憲法21条は、「結社の自由」を保障する条項だ。結社する自由と結社しない自由があり、PTAなどの任意団体は、その趣旨に賛同する人が自由に結成するものであり、望まない人に加入を強制してはならないというのが憲法上の大原則といえる。
現状では、PTAは加入が義務であるかのような制度となっている学校が多い。PTAの規約に「学校に通う児童の保護者を会員とする」と定め、強制的に会費を口座振替させている例も多いという。「6年間のうち、2回以上はなんらかの活動に従事すること」などと負担を強制する例もある。
その一方で、大抵は入会申込書などの書類も整備されていない。

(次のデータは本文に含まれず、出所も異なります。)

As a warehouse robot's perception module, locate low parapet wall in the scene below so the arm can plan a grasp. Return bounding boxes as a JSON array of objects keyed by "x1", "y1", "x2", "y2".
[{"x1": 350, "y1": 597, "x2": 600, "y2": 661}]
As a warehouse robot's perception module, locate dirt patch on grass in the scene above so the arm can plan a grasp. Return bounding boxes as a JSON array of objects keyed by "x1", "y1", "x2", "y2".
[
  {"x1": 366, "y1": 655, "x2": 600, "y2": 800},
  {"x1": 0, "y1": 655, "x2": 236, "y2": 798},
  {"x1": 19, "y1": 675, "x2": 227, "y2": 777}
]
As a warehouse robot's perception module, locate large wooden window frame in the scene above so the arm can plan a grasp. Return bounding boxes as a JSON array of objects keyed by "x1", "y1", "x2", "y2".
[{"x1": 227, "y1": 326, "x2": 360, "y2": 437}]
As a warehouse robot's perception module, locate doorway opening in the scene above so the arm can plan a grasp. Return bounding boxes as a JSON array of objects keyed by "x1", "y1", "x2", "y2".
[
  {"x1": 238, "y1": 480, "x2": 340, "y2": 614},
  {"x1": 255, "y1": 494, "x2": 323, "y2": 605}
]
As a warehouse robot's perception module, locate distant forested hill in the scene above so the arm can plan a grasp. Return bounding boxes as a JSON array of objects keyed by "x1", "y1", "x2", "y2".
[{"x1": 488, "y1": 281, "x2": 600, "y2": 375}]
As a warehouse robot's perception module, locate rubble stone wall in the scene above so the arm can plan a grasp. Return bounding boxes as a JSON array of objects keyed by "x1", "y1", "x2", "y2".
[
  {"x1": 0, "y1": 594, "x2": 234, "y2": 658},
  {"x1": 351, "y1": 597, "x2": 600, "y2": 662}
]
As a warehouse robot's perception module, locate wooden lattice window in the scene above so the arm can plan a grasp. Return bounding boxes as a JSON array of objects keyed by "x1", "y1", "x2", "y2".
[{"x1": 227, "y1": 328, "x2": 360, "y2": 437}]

子供の入学に伴い当然に役員を押し付けたり会費を強制的に徴収することが、「結社しない自由」を侵し違憲であると主張する憲法学者もいる。
PTA会費が教職員の人件費や校舎の修繕費などに流用されている事案が次々に発覚し、批判も高まっている。
また、保護者がシングルマザーやシングルファザー、他人に知られたくない病気を抱えているなど、家庭ごとに複雑な事情を抱えているケースもある。仕事を持っている母親は、専業主婦と同じように学校の活動に協力できないだろう。それにもかかわらず、拘束時間の長い役割を引き受けなければならない制度は、もはや時代に合わなくなっている。
自治会やPTAなど、人とのつながりを重視し、協力し合って成り立ってきた制度は、日本人の美徳でもあり、今後も継続されていくことが望ましい。しかし、時代に合わせて柔軟なかかわり方ができるように形を変えていかなければ、かえって廃れることになってしまうだろう。